We are having a smoked turkey for Thanksgiving, thanks to the efforts of my son, Troy. While I appreciate not having to cook, I must confess I miss the smell of the Thanksgiving Day feast baking for hours in the oven. I'm reminded of the consecration of the priests, when Aaron and his sons were given specific directions for the slaughter and dissection of a ram that was to be sacrifice to the Lord. “Then burn the entire ram on the altar. It is a burnt offering to the LORD, a pleasing aroma, an offering made to the LORD by fire” (Ex 29:18 NIV). As believers we still make sacrifices to the Lord, but I wonder how many of those sacrifices have actually gone through the fire and produced a pleasing aroma to the Lord.

1 comment:

Steve Corey said...

Gail;

-----Interesting analogy you make, the association of the altar fire with the sacrifices we make to the Lord. I would wonder what on earth you mean, since the Bible makes no such association with the sacrifices it portrays us as being and making. Paul merely tells us to offer our bodies as a living sacrifice and Peter speaks of us as being a holy priesthood making spiritual sacrifices to God. Of course, the concept of sacrifice set in religious contexts is commonly bound to the altar fire consuming it and sending it to God in the form of smoke. I can easily see the concept of giving up what’s mine to serve God’s purpose in Paul and Peter’s use of the term. But I see no smoke or fire in those analogies.

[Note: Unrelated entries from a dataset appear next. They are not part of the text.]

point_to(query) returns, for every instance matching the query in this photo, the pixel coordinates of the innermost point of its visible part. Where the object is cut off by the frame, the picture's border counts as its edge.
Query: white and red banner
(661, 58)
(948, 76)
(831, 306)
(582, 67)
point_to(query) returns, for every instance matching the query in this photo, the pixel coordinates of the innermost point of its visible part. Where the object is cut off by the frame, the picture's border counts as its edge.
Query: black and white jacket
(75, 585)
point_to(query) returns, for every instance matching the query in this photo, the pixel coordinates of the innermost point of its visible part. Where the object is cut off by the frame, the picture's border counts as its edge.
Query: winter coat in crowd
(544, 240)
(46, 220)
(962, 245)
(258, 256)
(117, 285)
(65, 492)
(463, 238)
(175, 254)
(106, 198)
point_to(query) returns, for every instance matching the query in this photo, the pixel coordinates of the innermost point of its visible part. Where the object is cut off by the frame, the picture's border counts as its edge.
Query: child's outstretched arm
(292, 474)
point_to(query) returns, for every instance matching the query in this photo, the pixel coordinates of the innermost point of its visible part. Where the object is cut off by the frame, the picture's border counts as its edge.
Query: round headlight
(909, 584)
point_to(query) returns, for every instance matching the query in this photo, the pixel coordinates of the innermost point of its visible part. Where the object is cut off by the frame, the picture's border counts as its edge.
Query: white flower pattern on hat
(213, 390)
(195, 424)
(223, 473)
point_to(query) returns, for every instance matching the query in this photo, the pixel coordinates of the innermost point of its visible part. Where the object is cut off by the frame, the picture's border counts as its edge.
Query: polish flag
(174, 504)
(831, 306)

-----But there’s another book to be read within the Bible’s meanings. You can call it the Book of Stuff, or whatever, but it is simply the reality we live in, the things there, the happenings, etc. Reality is full of fire. I don’t think I need to expound. Everyone feels the heat of many tragedies in their lives and the lives of those they love. Sometimes tragedies are so profound we feel them even though we don’t know those to whom they’ve happened, like the little Muslim girl shot in the face for going to school. And life is filled with simple heartbreaks and difficulties and perplexities like little brush fires burning here and there and yon everywhere you go. Maybe the Bible doesn’t express life’s miseries as fire, I don’t know, maybe it does somewhere. But we all read of the fires of life in the Book of Stuff, and even more, we all write them into the Book of Stuff with our own experiences.

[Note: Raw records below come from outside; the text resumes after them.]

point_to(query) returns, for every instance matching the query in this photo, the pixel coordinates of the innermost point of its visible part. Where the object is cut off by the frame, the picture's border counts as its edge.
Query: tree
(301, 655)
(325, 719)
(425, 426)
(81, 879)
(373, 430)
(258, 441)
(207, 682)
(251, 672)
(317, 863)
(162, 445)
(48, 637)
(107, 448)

-----“Do not neglect to do good and to share what you have, for such sacrifices are pleasing to God.” (Heb 13:16) But, sacrifices made in the flames of tragedy, I presume, send profoundly pleasing aromas to God. I don’t know if this is what you meant. But it not only makes sense to me, the Bible seems to expound upon it a bit, even. Asaph stated in the Psalms the sacrifice of thanksgiving was desired by God, for God owns all the cattle and other yummy things to eat; so He can just go to the cupboard and get one whenever He’s hungry; He doesn’t need our sacrificial bulls to satisfy His munchies (Ps 50:9-14.) Then Paul does the audacious in telling us to be “always and for everything giving thanks in the name of our Lord Jesus Christ to God the Father.” (Eph 5:20) He’s telling us to give thanks for the fires burning up our pant-legs! And being our sacrifices, according to Asaph anyway, then quite often our thanksgiving to God will smell like the smoke of the fires for which they‘re given.

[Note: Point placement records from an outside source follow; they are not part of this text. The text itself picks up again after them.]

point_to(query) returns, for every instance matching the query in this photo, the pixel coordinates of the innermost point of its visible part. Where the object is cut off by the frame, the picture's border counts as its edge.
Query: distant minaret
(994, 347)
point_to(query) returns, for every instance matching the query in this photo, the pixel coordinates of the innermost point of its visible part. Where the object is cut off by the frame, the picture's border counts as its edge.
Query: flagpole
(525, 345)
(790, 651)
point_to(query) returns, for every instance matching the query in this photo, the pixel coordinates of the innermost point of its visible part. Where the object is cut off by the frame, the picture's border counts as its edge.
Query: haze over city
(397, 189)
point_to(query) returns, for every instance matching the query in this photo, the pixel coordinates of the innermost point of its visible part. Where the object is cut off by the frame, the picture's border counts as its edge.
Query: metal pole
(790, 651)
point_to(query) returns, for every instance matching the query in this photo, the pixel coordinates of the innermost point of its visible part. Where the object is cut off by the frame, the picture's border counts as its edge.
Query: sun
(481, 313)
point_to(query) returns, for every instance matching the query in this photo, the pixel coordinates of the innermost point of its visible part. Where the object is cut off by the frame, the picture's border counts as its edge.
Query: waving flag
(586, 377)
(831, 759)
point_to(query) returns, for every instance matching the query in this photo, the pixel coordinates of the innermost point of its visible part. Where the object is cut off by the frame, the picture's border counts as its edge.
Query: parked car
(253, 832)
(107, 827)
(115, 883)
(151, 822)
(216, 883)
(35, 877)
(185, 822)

-----Thanksgiving is somehow an acknowledgment of good with an emotional attachment. It perceives the subject of the thanks as an element of something transcending our own awareness at the moment, of something more valuable than the things and thrills of life we attach to ourselves. To give thanks for the smoky, burning things doing us damage, as we presently perceive it, is to admit that the reality of our lives as known by God are always more refined, better defined, and indelibly tied into His kingdom. That is a welcome frame of mind in the heat of tragedy. And it invariably leads to the sacrifice of praise then given to the acknowledged, loving God.